Profumo, il banchiere dimezzato dalla crisi

Alessandro Profumo non è riuscito a farsi approvare dal suo consiglio di amministrazione la riorganizzazione della banca che aveva già studiato e deciso nei dettagli. Il numero uno di Unicredit ha dovuto rimandare di un mese il suo progetto. Gli azionisti erano d’accordo e a conoscenza del piano, ma si sono scontrati, banalmente, sulle poltrone. Il principio è che l’edificio disegnato dall’architetto Profumo va bene, ma gli inquilini li vogliono decidere gli azionisti.
La vicenda è però più complessa e generale.

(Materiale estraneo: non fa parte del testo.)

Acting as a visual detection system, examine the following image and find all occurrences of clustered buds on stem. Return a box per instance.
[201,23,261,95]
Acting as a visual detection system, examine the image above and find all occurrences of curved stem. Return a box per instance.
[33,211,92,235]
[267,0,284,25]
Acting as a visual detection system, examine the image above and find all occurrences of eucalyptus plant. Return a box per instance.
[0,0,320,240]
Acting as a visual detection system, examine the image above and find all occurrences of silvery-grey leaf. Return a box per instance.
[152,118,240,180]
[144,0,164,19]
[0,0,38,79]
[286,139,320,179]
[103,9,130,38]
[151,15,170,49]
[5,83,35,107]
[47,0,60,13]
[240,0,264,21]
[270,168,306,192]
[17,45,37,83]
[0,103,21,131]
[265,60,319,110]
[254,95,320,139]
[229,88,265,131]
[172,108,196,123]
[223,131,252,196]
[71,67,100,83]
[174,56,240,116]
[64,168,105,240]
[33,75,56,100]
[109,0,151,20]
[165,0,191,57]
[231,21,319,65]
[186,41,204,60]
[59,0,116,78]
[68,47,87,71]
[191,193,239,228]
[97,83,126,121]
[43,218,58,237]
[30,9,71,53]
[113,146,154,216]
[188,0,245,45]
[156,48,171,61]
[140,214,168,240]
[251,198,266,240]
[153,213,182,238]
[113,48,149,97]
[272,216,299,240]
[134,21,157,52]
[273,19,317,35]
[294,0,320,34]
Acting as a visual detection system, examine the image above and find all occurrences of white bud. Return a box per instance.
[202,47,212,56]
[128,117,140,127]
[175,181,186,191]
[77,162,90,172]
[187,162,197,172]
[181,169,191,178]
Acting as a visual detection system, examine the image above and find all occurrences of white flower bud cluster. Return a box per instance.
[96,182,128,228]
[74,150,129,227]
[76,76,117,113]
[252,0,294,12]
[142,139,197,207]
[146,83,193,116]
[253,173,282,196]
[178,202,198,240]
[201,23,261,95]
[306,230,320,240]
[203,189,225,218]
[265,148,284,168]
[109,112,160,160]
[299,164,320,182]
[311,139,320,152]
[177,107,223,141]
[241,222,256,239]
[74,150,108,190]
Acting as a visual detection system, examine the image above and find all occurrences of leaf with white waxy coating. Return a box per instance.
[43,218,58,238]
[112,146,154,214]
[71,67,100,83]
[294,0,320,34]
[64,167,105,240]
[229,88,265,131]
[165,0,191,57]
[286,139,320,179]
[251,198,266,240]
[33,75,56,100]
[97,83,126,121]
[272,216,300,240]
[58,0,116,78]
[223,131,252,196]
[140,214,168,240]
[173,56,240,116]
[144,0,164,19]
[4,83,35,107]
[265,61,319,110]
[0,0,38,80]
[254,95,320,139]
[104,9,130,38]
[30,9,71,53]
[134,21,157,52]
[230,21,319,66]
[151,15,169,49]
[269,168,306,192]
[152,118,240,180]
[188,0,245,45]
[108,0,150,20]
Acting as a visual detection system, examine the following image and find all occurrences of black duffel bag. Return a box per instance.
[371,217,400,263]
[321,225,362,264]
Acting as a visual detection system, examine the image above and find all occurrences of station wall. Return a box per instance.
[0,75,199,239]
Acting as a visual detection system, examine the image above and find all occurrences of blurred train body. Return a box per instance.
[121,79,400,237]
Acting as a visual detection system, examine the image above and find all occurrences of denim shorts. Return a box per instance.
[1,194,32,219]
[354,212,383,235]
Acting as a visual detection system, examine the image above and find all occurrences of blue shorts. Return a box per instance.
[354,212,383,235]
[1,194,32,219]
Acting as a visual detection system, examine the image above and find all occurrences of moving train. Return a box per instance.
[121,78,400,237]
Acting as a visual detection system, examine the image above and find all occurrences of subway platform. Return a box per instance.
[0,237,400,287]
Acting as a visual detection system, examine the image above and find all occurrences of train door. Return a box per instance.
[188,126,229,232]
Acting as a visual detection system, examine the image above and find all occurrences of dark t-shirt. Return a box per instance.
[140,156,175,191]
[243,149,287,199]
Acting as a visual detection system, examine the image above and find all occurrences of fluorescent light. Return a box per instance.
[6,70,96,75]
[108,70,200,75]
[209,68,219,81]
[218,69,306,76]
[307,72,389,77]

Qual è il modello di comando nelle banche italiane. Chi decide e come. Che peso ha la politica, attraverso le Fondazioni azioniste di riferimento delle due principali banche italiane.
Unicredit aveva (il passato è d’obbligo) costruito la sua diversità proprio intorno alla figura di Profumo: un manager poco avvezzo ai salotti del vecchio capitalismo italiano. Restio ai «compromessi politici» (pur dotato di una personale passionaccia democratica), forte della sua espansione internazionale. Il presidente della banca di piazza Cordusio, è un signore tedesco, per di più nominato, dalla stessa, all’interno del supersalotto di Mediobanca. Questo era lo stile di Profumo: arrogante per alcuni, plasmato dal mercato e dalle sue richieste per altri. Il modello di banca è costruito intorno al leader e la nuova riorganizzazione va nella medesima direzione. Basta fare due passi e affacciarsi dai concorrenti di Intesa Sanpaolo e la musica cambia completamente. Il sistema di governance della banca è stato pensato duale: proprio per creare la stanza di compensazione per tutte le anime da cui è nato il gruppo. Il presidente dello stesso si chiama Giovanni Bazoli, ciò di più lontano si possa immaginare (per gli affari italiani) del tedesco di Unicredit Dieter Rampl. Un banchiere che mette il becco, con il garbo e l’astuzia che gli sono propri, in tutte le più importanti vicende italiane. Solo poche settimane fa l’amministratore delegato di Intesa, Corrado Passera, ha dovuto inserire come suo capo del retail un signore che nella vita aveva fatto tutt’altro, solo per assecondare la tenuta degli equilibri dei suoi azionisti.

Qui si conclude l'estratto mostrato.